Love is a beautiful thing. So is a baby. But they both get ugly real quick when we open them up and start looking around inside. I find it sick and debasing, the way guys will compare girlfriend accouterments here like auto-protection plans. It says a lot about the rugged immaturity of the male condition when the first answer to any question about relationships is, “her dad owns a factory.” But if you’re in the shallow end of the gene pool, might as well get a tan. So I propose: Chinese Girlfriend Trading Cards. They’re like baseball cards, with the stats on the back.

Coco: 93 lbs, 28 years old, rich parents, 12 pm curfew.

Actually, the horrific thing is that this data is readily available and bandied around shamelessly. So it’d be nice to see a realistic Dating Card, for everyone on the scene.
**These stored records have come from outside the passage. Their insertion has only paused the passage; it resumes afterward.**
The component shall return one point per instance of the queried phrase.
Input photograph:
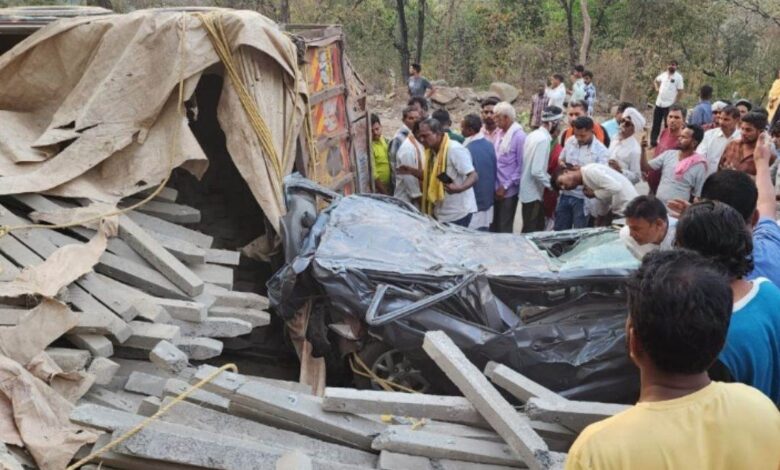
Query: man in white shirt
(648, 227)
(715, 140)
(581, 149)
(625, 153)
(669, 85)
(410, 161)
(556, 94)
(534, 179)
(458, 204)
(577, 91)
(610, 188)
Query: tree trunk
(284, 11)
(585, 46)
(420, 30)
(101, 3)
(402, 42)
(568, 7)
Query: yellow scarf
(433, 188)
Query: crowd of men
(704, 307)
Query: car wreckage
(379, 274)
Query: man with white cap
(625, 153)
(715, 140)
(534, 179)
(717, 107)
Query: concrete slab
(303, 413)
(573, 415)
(517, 384)
(442, 408)
(156, 225)
(196, 417)
(147, 335)
(127, 462)
(200, 349)
(103, 369)
(256, 318)
(172, 212)
(149, 406)
(156, 255)
(118, 401)
(227, 383)
(69, 360)
(147, 279)
(175, 387)
(395, 461)
(185, 310)
(169, 357)
(514, 428)
(95, 318)
(146, 384)
(214, 274)
(214, 328)
(147, 309)
(225, 257)
(431, 445)
(97, 345)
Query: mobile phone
(444, 178)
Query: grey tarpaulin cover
(551, 306)
(89, 105)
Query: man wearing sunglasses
(669, 85)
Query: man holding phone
(448, 181)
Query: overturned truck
(375, 275)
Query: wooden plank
(214, 274)
(166, 194)
(169, 211)
(164, 227)
(574, 415)
(186, 252)
(517, 384)
(514, 428)
(8, 270)
(443, 408)
(159, 257)
(226, 257)
(148, 280)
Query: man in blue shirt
(751, 354)
(702, 113)
(483, 155)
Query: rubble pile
(245, 422)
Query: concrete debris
(103, 369)
(169, 357)
(200, 349)
(163, 295)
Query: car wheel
(391, 365)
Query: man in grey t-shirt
(418, 85)
(683, 171)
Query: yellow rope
(6, 229)
(213, 24)
(154, 417)
(365, 371)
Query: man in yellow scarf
(449, 176)
(773, 101)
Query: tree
(568, 7)
(420, 30)
(585, 46)
(401, 43)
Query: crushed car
(378, 274)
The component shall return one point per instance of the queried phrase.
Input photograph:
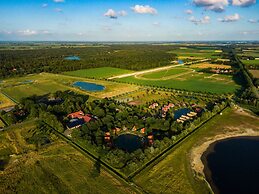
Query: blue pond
(180, 112)
(89, 86)
(129, 142)
(73, 58)
(180, 62)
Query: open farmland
(53, 168)
(99, 73)
(174, 174)
(45, 83)
(5, 102)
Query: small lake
(73, 58)
(232, 165)
(129, 142)
(89, 86)
(180, 112)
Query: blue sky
(129, 20)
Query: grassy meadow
(45, 83)
(53, 168)
(98, 73)
(174, 174)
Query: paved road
(153, 70)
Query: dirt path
(153, 70)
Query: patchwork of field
(53, 168)
(209, 65)
(5, 102)
(102, 72)
(192, 81)
(174, 173)
(45, 83)
(255, 73)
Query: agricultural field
(192, 81)
(5, 102)
(174, 173)
(53, 168)
(209, 65)
(98, 73)
(44, 83)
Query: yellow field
(5, 102)
(209, 65)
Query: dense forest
(133, 57)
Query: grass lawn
(192, 82)
(54, 168)
(102, 72)
(174, 173)
(5, 102)
(164, 73)
(45, 83)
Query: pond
(180, 62)
(129, 142)
(73, 58)
(92, 87)
(180, 112)
(232, 165)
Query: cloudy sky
(129, 20)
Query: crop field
(209, 65)
(5, 102)
(164, 73)
(192, 81)
(54, 168)
(174, 174)
(102, 72)
(255, 73)
(45, 83)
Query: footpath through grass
(174, 174)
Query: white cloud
(253, 21)
(44, 5)
(214, 5)
(27, 32)
(230, 18)
(204, 20)
(59, 1)
(122, 13)
(58, 10)
(144, 9)
(111, 14)
(188, 11)
(243, 3)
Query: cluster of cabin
(77, 119)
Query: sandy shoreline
(197, 152)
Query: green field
(102, 72)
(174, 174)
(45, 83)
(54, 168)
(192, 82)
(5, 102)
(165, 73)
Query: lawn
(53, 168)
(164, 73)
(198, 82)
(5, 102)
(45, 83)
(174, 174)
(102, 72)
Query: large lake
(232, 165)
(129, 142)
(89, 86)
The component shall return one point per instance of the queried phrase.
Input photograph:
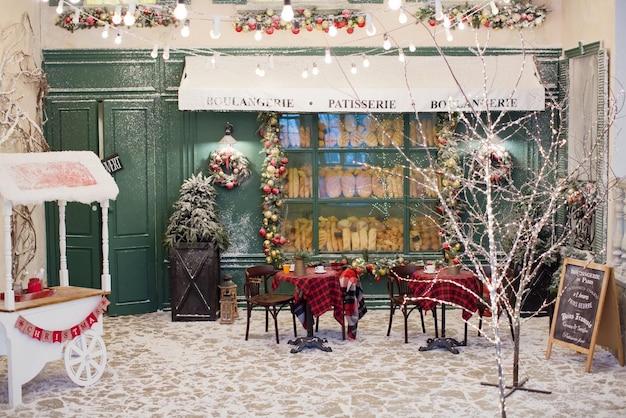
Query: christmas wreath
(228, 167)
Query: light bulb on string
(386, 43)
(460, 24)
(402, 18)
(287, 14)
(370, 29)
(117, 15)
(394, 4)
(327, 57)
(332, 29)
(185, 32)
(449, 36)
(180, 12)
(494, 8)
(438, 10)
(215, 32)
(366, 61)
(129, 17)
(105, 31)
(401, 56)
(76, 17)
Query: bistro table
(316, 293)
(443, 287)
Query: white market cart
(36, 331)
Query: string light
(215, 32)
(401, 56)
(366, 61)
(129, 17)
(327, 57)
(438, 10)
(370, 29)
(185, 31)
(449, 36)
(287, 14)
(332, 29)
(394, 4)
(460, 23)
(180, 12)
(386, 42)
(494, 8)
(76, 17)
(105, 31)
(117, 15)
(402, 18)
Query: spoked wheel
(85, 358)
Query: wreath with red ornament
(228, 167)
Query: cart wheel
(85, 358)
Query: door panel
(74, 127)
(129, 132)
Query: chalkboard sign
(586, 311)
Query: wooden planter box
(194, 280)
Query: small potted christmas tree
(195, 236)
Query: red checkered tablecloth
(460, 290)
(321, 291)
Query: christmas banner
(60, 336)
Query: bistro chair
(257, 291)
(484, 302)
(398, 289)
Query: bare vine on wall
(21, 123)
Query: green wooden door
(73, 126)
(125, 127)
(129, 130)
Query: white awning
(421, 84)
(71, 176)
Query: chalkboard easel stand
(586, 312)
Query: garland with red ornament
(273, 176)
(307, 19)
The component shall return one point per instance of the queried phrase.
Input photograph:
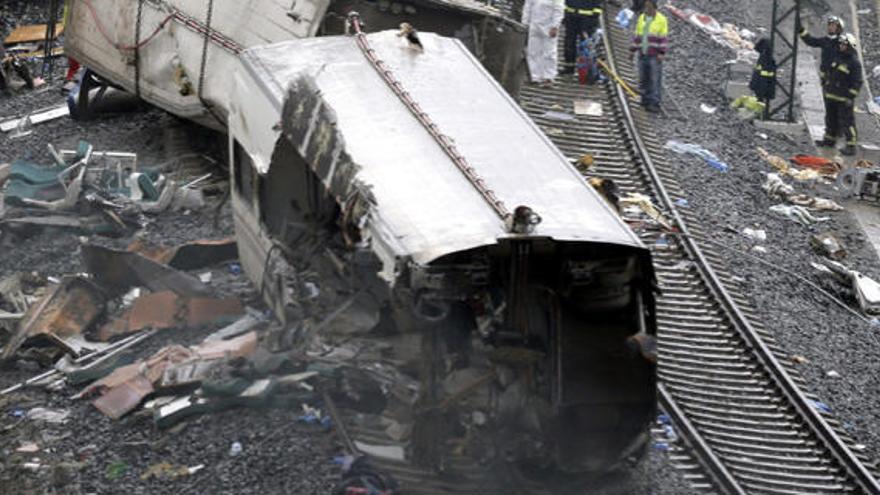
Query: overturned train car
(554, 306)
(178, 54)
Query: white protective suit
(541, 16)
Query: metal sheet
(425, 207)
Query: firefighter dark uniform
(842, 86)
(581, 18)
(763, 82)
(827, 44)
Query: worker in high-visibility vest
(650, 43)
(842, 86)
(581, 21)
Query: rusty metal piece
(160, 310)
(121, 270)
(828, 245)
(202, 311)
(31, 33)
(191, 256)
(163, 310)
(242, 346)
(64, 312)
(123, 399)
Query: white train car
(179, 54)
(497, 239)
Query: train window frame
(245, 175)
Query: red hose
(119, 46)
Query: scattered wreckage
(496, 309)
(398, 188)
(89, 192)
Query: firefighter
(543, 18)
(828, 44)
(650, 43)
(763, 82)
(581, 21)
(842, 85)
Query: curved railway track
(724, 382)
(731, 395)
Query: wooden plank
(31, 32)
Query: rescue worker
(650, 43)
(543, 18)
(763, 82)
(581, 21)
(828, 44)
(842, 86)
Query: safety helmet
(837, 20)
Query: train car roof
(424, 207)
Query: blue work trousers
(651, 76)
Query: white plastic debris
(390, 452)
(756, 234)
(587, 107)
(554, 115)
(797, 214)
(55, 416)
(776, 187)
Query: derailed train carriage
(412, 161)
(178, 54)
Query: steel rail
(792, 392)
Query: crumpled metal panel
(423, 205)
(61, 315)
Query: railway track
(725, 383)
(732, 397)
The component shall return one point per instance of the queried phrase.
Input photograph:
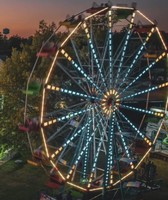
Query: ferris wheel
(98, 94)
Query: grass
(21, 181)
(25, 182)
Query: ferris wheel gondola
(101, 74)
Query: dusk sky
(22, 16)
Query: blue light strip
(71, 115)
(143, 110)
(109, 161)
(86, 154)
(66, 91)
(137, 55)
(94, 53)
(143, 72)
(132, 125)
(80, 70)
(110, 47)
(123, 142)
(86, 145)
(125, 47)
(142, 92)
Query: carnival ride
(97, 95)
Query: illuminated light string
(136, 129)
(81, 153)
(158, 114)
(161, 38)
(146, 91)
(95, 161)
(86, 154)
(110, 46)
(68, 116)
(145, 17)
(72, 138)
(144, 71)
(66, 91)
(87, 143)
(125, 47)
(110, 152)
(123, 142)
(94, 53)
(80, 69)
(137, 55)
(96, 13)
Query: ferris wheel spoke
(79, 157)
(95, 56)
(125, 48)
(110, 49)
(86, 153)
(145, 111)
(136, 129)
(72, 77)
(73, 136)
(70, 92)
(137, 56)
(108, 176)
(68, 116)
(93, 170)
(125, 145)
(143, 72)
(80, 70)
(146, 91)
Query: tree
(14, 74)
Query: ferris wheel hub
(110, 101)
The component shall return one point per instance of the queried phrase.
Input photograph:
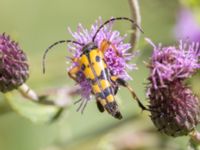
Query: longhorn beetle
(92, 64)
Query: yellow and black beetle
(91, 63)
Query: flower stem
(27, 92)
(194, 143)
(135, 15)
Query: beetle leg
(73, 72)
(105, 44)
(126, 85)
(99, 106)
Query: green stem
(27, 92)
(135, 15)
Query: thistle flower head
(117, 64)
(175, 109)
(187, 26)
(174, 63)
(14, 69)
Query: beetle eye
(83, 67)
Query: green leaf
(37, 113)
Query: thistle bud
(14, 69)
(175, 110)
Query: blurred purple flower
(117, 64)
(187, 26)
(174, 63)
(175, 109)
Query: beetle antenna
(54, 44)
(114, 19)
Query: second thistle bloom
(14, 69)
(117, 64)
(175, 109)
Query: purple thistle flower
(14, 69)
(116, 64)
(175, 110)
(187, 26)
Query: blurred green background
(36, 24)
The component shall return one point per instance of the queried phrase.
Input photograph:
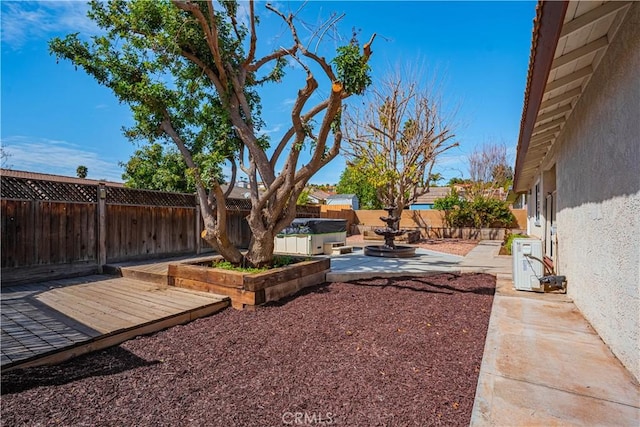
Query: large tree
(396, 136)
(191, 72)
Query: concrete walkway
(543, 364)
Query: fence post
(198, 228)
(102, 227)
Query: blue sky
(54, 118)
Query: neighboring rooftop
(57, 178)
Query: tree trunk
(218, 238)
(262, 244)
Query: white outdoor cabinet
(527, 270)
(307, 244)
(307, 236)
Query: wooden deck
(154, 271)
(53, 321)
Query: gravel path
(381, 352)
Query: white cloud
(23, 21)
(57, 157)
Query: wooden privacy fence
(53, 229)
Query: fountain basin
(384, 251)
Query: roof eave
(546, 34)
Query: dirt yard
(381, 352)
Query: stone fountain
(390, 232)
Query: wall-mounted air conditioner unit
(527, 270)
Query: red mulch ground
(381, 352)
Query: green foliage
(354, 180)
(278, 261)
(480, 212)
(137, 57)
(190, 72)
(457, 180)
(303, 198)
(82, 171)
(352, 68)
(154, 168)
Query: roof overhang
(569, 40)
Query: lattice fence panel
(130, 196)
(33, 189)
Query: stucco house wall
(597, 177)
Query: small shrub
(278, 261)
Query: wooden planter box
(248, 290)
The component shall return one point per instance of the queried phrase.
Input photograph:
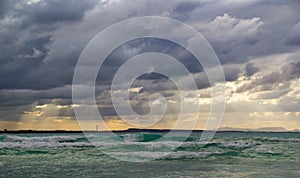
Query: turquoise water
(229, 154)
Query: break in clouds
(257, 42)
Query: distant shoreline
(128, 130)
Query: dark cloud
(250, 69)
(40, 44)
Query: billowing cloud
(257, 43)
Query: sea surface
(145, 154)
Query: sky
(257, 43)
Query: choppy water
(229, 154)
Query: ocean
(143, 154)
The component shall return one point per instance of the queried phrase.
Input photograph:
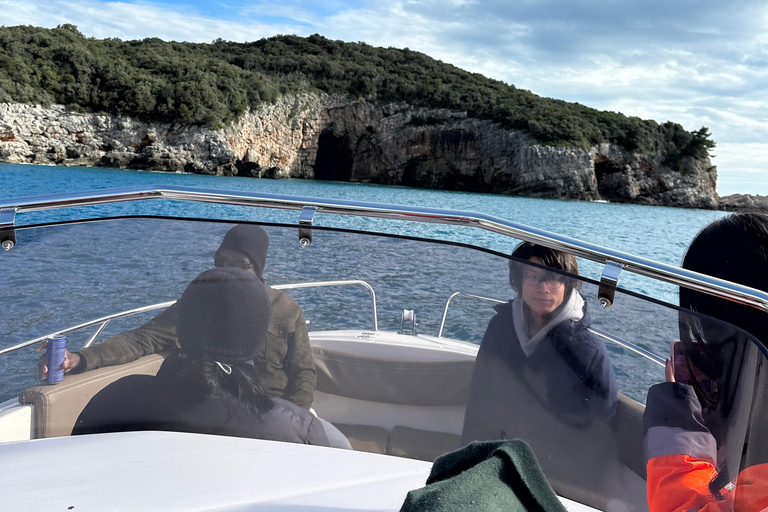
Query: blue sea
(657, 233)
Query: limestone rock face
(335, 138)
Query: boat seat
(420, 444)
(57, 407)
(393, 381)
(365, 438)
(408, 408)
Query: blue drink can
(55, 352)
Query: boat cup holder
(7, 228)
(408, 322)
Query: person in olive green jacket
(286, 366)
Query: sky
(698, 63)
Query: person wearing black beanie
(213, 387)
(286, 364)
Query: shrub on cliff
(214, 83)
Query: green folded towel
(488, 476)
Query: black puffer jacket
(169, 402)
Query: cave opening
(334, 157)
(605, 174)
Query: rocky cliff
(334, 138)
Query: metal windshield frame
(635, 264)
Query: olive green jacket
(286, 367)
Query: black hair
(243, 385)
(733, 248)
(551, 258)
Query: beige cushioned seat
(56, 407)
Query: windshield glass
(396, 346)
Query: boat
(395, 322)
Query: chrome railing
(104, 321)
(608, 337)
(586, 250)
(355, 282)
(448, 303)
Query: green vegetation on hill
(214, 83)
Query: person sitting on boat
(696, 434)
(213, 386)
(286, 366)
(543, 377)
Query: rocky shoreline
(336, 138)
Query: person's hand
(669, 371)
(71, 360)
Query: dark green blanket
(488, 476)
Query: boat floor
(168, 471)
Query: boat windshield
(408, 347)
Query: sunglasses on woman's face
(549, 279)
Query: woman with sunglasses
(706, 428)
(542, 376)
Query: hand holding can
(55, 355)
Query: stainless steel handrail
(103, 321)
(637, 265)
(448, 303)
(618, 341)
(358, 282)
(629, 346)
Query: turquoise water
(657, 233)
(405, 274)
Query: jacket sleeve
(157, 335)
(601, 379)
(681, 452)
(481, 421)
(300, 365)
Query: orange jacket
(679, 483)
(681, 459)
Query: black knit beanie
(223, 316)
(249, 240)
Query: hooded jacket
(560, 398)
(286, 366)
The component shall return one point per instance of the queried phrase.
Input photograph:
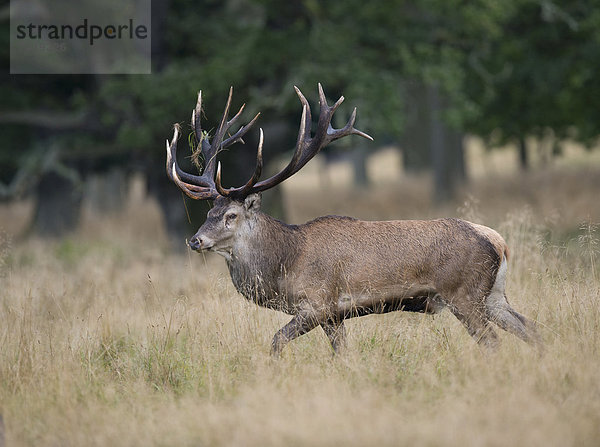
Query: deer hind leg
(299, 325)
(336, 333)
(500, 312)
(474, 319)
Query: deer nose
(195, 243)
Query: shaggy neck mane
(263, 255)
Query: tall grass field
(108, 338)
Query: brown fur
(334, 267)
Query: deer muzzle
(199, 243)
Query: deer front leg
(336, 333)
(300, 325)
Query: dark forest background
(422, 73)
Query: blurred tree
(538, 74)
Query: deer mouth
(200, 244)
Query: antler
(306, 146)
(202, 187)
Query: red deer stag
(333, 267)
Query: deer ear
(252, 202)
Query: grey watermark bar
(80, 37)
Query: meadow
(109, 338)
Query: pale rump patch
(495, 239)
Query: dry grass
(107, 339)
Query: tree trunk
(442, 178)
(106, 193)
(523, 155)
(359, 166)
(58, 206)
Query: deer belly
(421, 298)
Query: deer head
(234, 208)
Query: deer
(334, 268)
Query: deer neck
(261, 255)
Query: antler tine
(247, 188)
(306, 118)
(307, 147)
(237, 137)
(348, 129)
(200, 191)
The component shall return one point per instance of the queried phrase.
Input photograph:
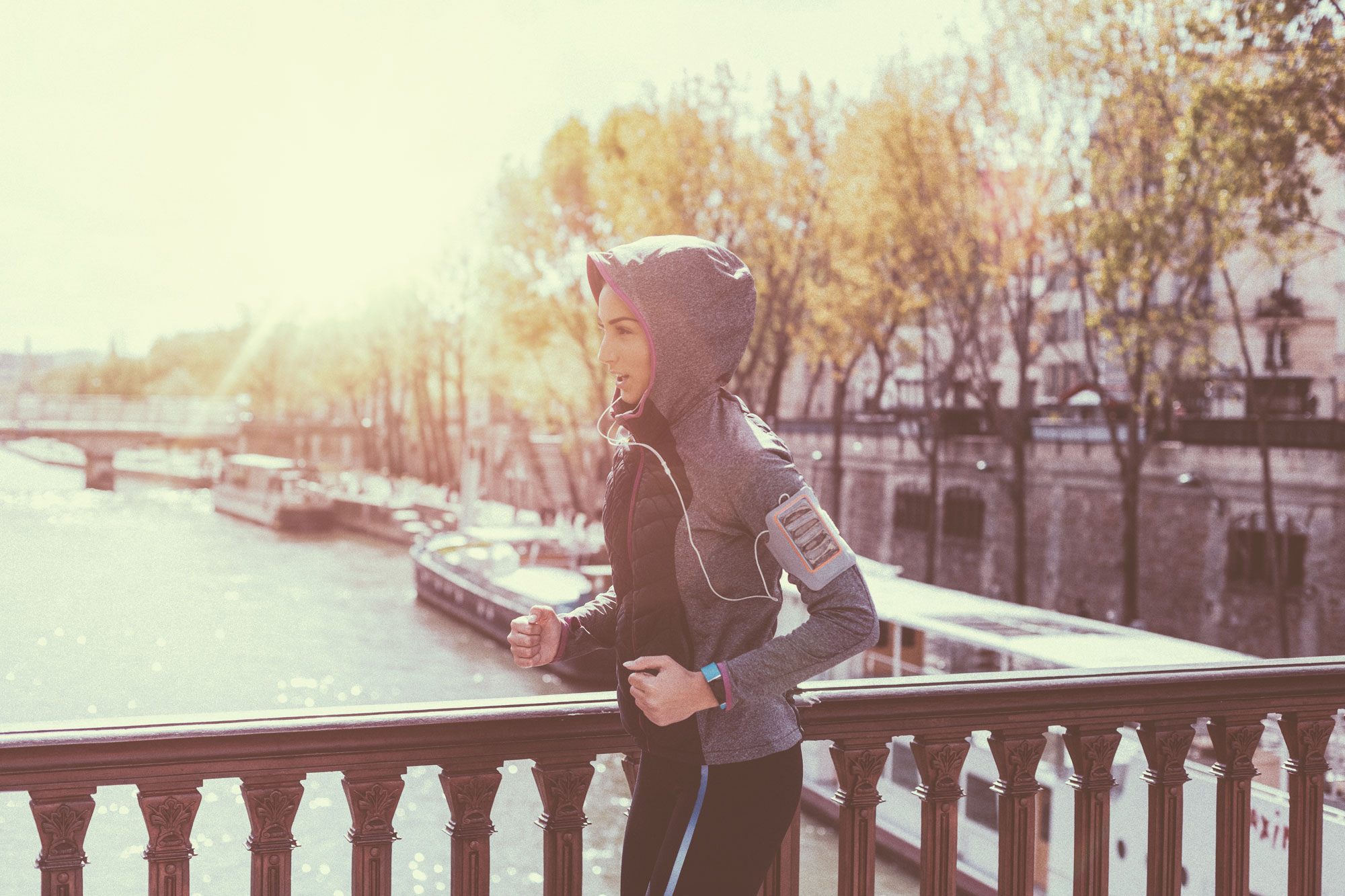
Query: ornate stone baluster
(1307, 735)
(471, 792)
(782, 879)
(372, 795)
(1093, 748)
(63, 815)
(170, 809)
(563, 783)
(272, 802)
(1167, 744)
(859, 766)
(939, 759)
(1235, 744)
(1017, 752)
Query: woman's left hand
(666, 692)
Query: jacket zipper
(630, 521)
(630, 548)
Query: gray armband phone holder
(806, 542)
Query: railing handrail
(563, 725)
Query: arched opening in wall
(964, 513)
(913, 509)
(1249, 559)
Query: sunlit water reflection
(143, 602)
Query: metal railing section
(61, 768)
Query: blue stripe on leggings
(687, 837)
Coco: bulemic & moody, 28 (Lunar) years old, domineering mother-in-law, STDs.

Rick: overweight, cheap, funny when drunk, can't fuck.

Tuesday, August 31, 2010

Dear Mr. 'postrophe:

I am from America. I have been here for over 10 years, but my family back in the U.S. can’t seem to understand that I live in Taiwan, not Thailand. Although it was nice receiving gift packages and money during the Tsunami, I feel embarrassed for my wife and in-laws. How can I teach them World Geography?

-Gifted in Guting


Dear Guffted:


Teaching Americans World Geography is the “Holy Grail” of most educational paradigms. Taiwan will have to wait in line behind Iraq, Afghanistan, and 82% of America’s own cities. Most Americans have no idea where anything else in America is, much less the Middle East, despite financing the most expensive war in history there.

There is hope, though. Thanks to the History Channel, some of the older generation knows the general whereabouts of England. And WWII-based gaming has opened up the youth’s geographical palette to include France, Germany, and a couple of weird sounding countries. I suggest you hire a computer programmer to create a MMORPG called Chan-Craft.